Оказывается, они тоже поженились не по собственной воле, долго притирались и даже хотели развестись, наплевав на родительские договоренности, но в какой-то момент поняли, что уже давным-давно не чужие. И тогда решили попробовать без оглядки на посторонних, на прошлое, на то, что кто-то пытался им навязать. Просто попробовать построить что-то настоящее. Итог: уже тридцать лет брака, четверо взрослых сыновей, дом, в котором всегда тепло и уютно. А если бы не попытались, то ничего бы этого не было.
Я не знаю, почему она мне это рассказала.
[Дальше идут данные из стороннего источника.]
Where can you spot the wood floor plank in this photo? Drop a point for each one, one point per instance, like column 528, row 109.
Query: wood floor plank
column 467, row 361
Может, заметила что-то, почувствовала своим материнским сердцем даже несмотря на то, что мы с Маратом старательно отыгрывали свои роли.
Так или иначе ее рассказ попал в благодатную почву.
Пока Марат следил за дорогой, я сидела на соседнем сиденье и, подперев щеку рукой, угрюмо смотрела в окно, размышляя о том, а что если действительно попытаться?
Что если на минуту забыть о неведомой Але, о том, что все не по-настоящему, о нашем уговоре сроком на год? Просто забыть, выставить это за черту и попробовать.
Разве я не имела на это права? Попробовать быть счастливой, несмотря ни на что? Попробовать хоть раз в жизни склонить чау весов на свою сторону, не терпеть, не быть удобной, не делать того, чего от меня хотят остальные, а сделать то, чего хотелось мне самой? Быть с тем, к кому тянулось сердце.
Что если, смирившись с условиями Ремизова, я лишила нас того самого шанса на обоюдное счастье? На сыновей, дом, настоящую любовь, тепло и привязанность? Что если через год у меня не останется ничего, кроме дикой тоски и сожалений, что я ничего не сделала? Не попробовала? Что тогда?
Смогу ли я простить саму себя за бездействие? За то, что хотела быть порядочной, строго блюла условия договора и не дала нам ни единой возможности что-то изменить?
Что мне потом делать с этой порядочностью? Поставить в рамку и любоваться на старости лет?
В моей жизни и так полно поводов для сожалений. Я не хотела жалеть еще и об этом.
Поэтому, когда машина притормозила возле дома, я мысленно попросила прощения у Али, за то, что ставлю свое счастье превыше ее. У Ремизова за то, что собираюсь нарушить условия нашего соглашения. И у самой себя, за то, что обратного пути уже не будет.